Will this film’s success help in spurring other Marathi filmmakers to become more ambitious and release their films in UAE cinemas and beyond?
It’s high time that regional cinema – apart from the South Indian films that’s having a re-awakening now – aims higher. By regional cinema, I mean Gujarati and Bengali films. Today, no content is big or small. It’s all about having great content. I watch Korean web series and films now, and I didn’t know about it two years ago. So if foreign language like Korean can rule us then why not Marathi cinema? We are a thriving film industry in Maharashtra, just like how Bollywood is thriving. We shouldn’t be left behind. It was my dream with ‘Chandramukhi’ to break the glass ceiling and to shatter it. I hope my peers are inspired by our success. Even though I was extremely unwell, I have been promoting this film rabidly. I don’t have space for any regrets when it comes to this film. I have been pushing the envelope and how.
You don’t come from an acting dynasty and you have made it big on your own steam in Marathi cinema? Did your parents always support your life choices to become an actor?
Honestly, my parents did roll their eyes when I told them about my acting ambitions. But I was born to be an artist and I was born to be a dancer. Many joke that I can play Chandra in my sleep and that’s because I am so passionate about my art form. I want my art to reach a wide audience. I always thank God for filling me with such talent and passion. When I leave this earth, I want to be empty within.
The entertainment industry has come under scrutinies lately because of its exploitative and transactional nature. Have you gone through any such sordid experiences during your early days?
No, not really. But there’s always exploitation on different levels. It’s not just about casting couch here; it could be about being exploited for your time. You are often promised a film and then there’s no word. And all of that counts as exploitation.
There are times when you fall flat on your face while building any career … I always knew what I didn’t want to do and that clarity helped.
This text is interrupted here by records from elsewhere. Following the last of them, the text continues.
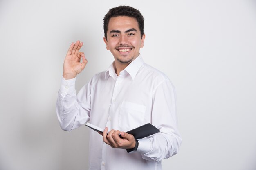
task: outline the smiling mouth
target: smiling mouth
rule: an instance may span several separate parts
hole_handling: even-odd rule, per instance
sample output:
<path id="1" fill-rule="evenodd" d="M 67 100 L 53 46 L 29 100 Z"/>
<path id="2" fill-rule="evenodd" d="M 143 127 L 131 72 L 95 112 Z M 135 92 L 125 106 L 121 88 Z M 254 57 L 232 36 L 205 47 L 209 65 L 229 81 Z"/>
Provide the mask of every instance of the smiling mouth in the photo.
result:
<path id="1" fill-rule="evenodd" d="M 132 50 L 131 48 L 128 48 L 128 49 L 119 49 L 117 50 L 119 51 L 120 51 L 120 52 L 127 52 L 128 51 L 130 51 L 131 50 Z"/>
<path id="2" fill-rule="evenodd" d="M 119 46 L 115 49 L 121 52 L 127 52 L 132 50 L 134 47 L 132 46 Z"/>

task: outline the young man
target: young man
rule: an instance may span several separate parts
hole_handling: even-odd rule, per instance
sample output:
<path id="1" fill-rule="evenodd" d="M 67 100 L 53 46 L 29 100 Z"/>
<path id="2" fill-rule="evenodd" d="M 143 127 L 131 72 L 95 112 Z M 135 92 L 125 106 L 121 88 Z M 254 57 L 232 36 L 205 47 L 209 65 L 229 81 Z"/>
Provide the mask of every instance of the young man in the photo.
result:
<path id="1" fill-rule="evenodd" d="M 144 25 L 143 17 L 132 7 L 109 10 L 103 39 L 114 61 L 77 95 L 75 77 L 87 63 L 79 52 L 83 43 L 72 43 L 65 58 L 56 105 L 61 128 L 71 131 L 89 121 L 106 127 L 102 136 L 90 131 L 90 170 L 162 170 L 161 160 L 176 154 L 181 144 L 173 86 L 164 74 L 144 63 L 139 53 Z M 138 139 L 124 132 L 147 123 L 160 132 Z"/>

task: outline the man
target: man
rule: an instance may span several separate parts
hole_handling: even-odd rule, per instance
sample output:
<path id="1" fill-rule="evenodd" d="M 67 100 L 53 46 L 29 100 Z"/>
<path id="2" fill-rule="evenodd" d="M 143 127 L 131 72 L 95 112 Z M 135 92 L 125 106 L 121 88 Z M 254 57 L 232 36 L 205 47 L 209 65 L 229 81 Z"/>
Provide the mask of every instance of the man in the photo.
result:
<path id="1" fill-rule="evenodd" d="M 65 58 L 56 105 L 61 127 L 71 131 L 89 121 L 106 127 L 102 136 L 90 131 L 90 170 L 162 170 L 161 160 L 176 154 L 181 144 L 173 86 L 164 74 L 144 63 L 139 53 L 144 25 L 143 17 L 132 7 L 109 10 L 103 39 L 114 61 L 77 95 L 75 77 L 87 63 L 79 52 L 83 43 L 72 43 Z M 124 132 L 147 123 L 160 132 L 139 139 Z"/>

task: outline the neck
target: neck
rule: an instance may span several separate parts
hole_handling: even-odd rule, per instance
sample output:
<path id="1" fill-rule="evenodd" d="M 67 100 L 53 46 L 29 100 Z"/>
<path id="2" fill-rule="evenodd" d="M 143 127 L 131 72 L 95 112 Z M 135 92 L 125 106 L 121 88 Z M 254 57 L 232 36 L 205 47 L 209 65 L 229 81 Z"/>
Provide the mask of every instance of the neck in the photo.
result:
<path id="1" fill-rule="evenodd" d="M 130 64 L 130 63 L 121 63 L 118 61 L 115 61 L 115 72 L 117 76 L 119 76 L 120 74 L 120 72 L 124 70 L 125 68 L 126 68 L 126 67 Z"/>

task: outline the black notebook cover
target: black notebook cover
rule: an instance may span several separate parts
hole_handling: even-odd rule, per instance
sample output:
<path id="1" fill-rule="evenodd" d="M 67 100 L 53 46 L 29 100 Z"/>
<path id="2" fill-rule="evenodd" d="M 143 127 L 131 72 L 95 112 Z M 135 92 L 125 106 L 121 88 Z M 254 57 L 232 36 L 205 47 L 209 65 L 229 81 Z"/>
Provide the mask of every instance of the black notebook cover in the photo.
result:
<path id="1" fill-rule="evenodd" d="M 90 123 L 87 123 L 85 125 L 97 132 L 103 133 L 103 129 Z M 126 133 L 132 135 L 135 139 L 142 139 L 159 132 L 160 132 L 160 131 L 158 129 L 150 123 L 148 123 L 130 131 L 128 131 Z M 119 135 L 119 136 L 120 137 L 122 138 L 121 135 Z"/>
<path id="2" fill-rule="evenodd" d="M 132 135 L 135 139 L 142 139 L 159 132 L 159 129 L 150 123 L 148 123 L 128 131 L 126 133 Z"/>

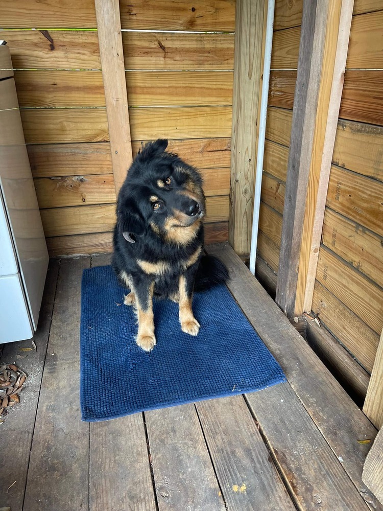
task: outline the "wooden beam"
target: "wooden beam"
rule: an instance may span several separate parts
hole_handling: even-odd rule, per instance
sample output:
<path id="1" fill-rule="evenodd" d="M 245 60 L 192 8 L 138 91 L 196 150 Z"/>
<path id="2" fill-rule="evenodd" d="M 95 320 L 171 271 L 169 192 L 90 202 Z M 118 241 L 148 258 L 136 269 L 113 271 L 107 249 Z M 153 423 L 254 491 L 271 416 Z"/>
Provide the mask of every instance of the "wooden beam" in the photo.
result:
<path id="1" fill-rule="evenodd" d="M 363 411 L 378 429 L 383 426 L 383 331 L 372 368 Z"/>
<path id="2" fill-rule="evenodd" d="M 353 0 L 304 5 L 276 299 L 309 311 Z"/>
<path id="3" fill-rule="evenodd" d="M 378 433 L 366 458 L 362 480 L 383 504 L 383 429 Z"/>
<path id="4" fill-rule="evenodd" d="M 264 0 L 238 0 L 235 13 L 229 240 L 250 252 L 261 73 Z"/>
<path id="5" fill-rule="evenodd" d="M 95 0 L 114 187 L 118 194 L 133 160 L 118 0 Z"/>

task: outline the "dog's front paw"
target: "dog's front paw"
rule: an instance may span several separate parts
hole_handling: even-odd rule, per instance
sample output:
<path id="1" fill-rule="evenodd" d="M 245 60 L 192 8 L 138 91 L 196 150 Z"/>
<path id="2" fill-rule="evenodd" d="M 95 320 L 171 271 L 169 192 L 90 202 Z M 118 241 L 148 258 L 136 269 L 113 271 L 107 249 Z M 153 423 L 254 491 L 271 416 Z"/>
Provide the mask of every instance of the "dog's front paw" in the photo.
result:
<path id="1" fill-rule="evenodd" d="M 136 342 L 144 351 L 152 351 L 157 343 L 154 334 L 152 335 L 139 335 Z"/>
<path id="2" fill-rule="evenodd" d="M 200 331 L 201 325 L 195 318 L 181 322 L 181 329 L 182 332 L 189 335 L 197 335 Z"/>
<path id="3" fill-rule="evenodd" d="M 133 291 L 131 291 L 129 294 L 125 295 L 124 303 L 125 305 L 133 305 L 136 301 L 136 297 Z"/>

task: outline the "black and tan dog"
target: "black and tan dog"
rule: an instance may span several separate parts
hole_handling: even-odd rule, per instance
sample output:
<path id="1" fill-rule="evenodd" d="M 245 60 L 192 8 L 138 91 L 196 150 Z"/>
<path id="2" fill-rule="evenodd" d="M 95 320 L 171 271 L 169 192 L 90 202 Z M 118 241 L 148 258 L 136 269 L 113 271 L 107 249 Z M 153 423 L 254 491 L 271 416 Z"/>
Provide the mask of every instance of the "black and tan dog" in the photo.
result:
<path id="1" fill-rule="evenodd" d="M 124 303 L 136 310 L 137 343 L 146 351 L 156 344 L 153 296 L 178 302 L 182 331 L 197 335 L 194 289 L 228 277 L 221 261 L 202 254 L 202 178 L 167 147 L 167 140 L 149 143 L 134 159 L 118 195 L 113 237 L 112 265 L 130 290 Z"/>

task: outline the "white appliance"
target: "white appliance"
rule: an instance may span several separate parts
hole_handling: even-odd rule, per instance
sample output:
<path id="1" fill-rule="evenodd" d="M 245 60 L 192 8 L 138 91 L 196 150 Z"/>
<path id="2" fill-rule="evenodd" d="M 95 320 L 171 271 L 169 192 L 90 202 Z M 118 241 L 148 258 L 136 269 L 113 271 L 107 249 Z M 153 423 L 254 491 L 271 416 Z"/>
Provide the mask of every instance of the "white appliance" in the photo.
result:
<path id="1" fill-rule="evenodd" d="M 33 337 L 49 261 L 12 67 L 0 45 L 0 343 Z"/>

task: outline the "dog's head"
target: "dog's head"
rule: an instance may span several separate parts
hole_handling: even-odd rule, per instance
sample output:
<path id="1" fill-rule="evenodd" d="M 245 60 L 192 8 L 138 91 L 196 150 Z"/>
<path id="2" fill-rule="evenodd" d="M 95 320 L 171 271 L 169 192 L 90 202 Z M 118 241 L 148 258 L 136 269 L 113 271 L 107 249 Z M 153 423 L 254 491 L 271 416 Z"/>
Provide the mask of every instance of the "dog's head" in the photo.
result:
<path id="1" fill-rule="evenodd" d="M 168 241 L 186 243 L 205 215 L 201 176 L 167 147 L 167 140 L 158 139 L 142 148 L 121 189 L 117 223 L 128 241 L 151 229 Z"/>

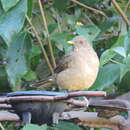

I wanted my merit and talent to speak for itself. I just learned to ignore greed and easy money that came along the way. I have always held on to my belief of making and creating good content. I just kept walking. The pressure is unbelievable and can break you. But as an artiste, it’s your job to be broken and to stand up again. And, that’s how great roles are played.
You have also tried your hand at Bollywood films with ‘Raazi’ and ‘Malang’ … How difficult is to crack Bollywood, notorious for being closed and clannish?
A: Bollywood is a hard shell to crack and I am so glad that actors from South India like Samantha [Ruth Prabhu] and Pratik Gandhi from Gujarati cinema are cracking that hard shell. From Marathi cinema, there’s Mrunal Thakur, Girish Kulkarni, Atul Kulkarni, Syed Aman, and me who are trying to crack it … And nothing is impossible.
“I have never learned any kind of dance form – classical or non-classical. Whatever I have learned is through the various gurus that I have met over the years – be it Ashish Patel, Deepali Vichare, or Ganesh Acharya. I have learned it all from them.”
Amruta put on 10 kilos for this role:
"It took me eight months to put on 10 kilos because my family and I are genetically blessed since we don't put on weight easily. But Lavni dancers are curvy, so I needed to look that part and I have no regrets."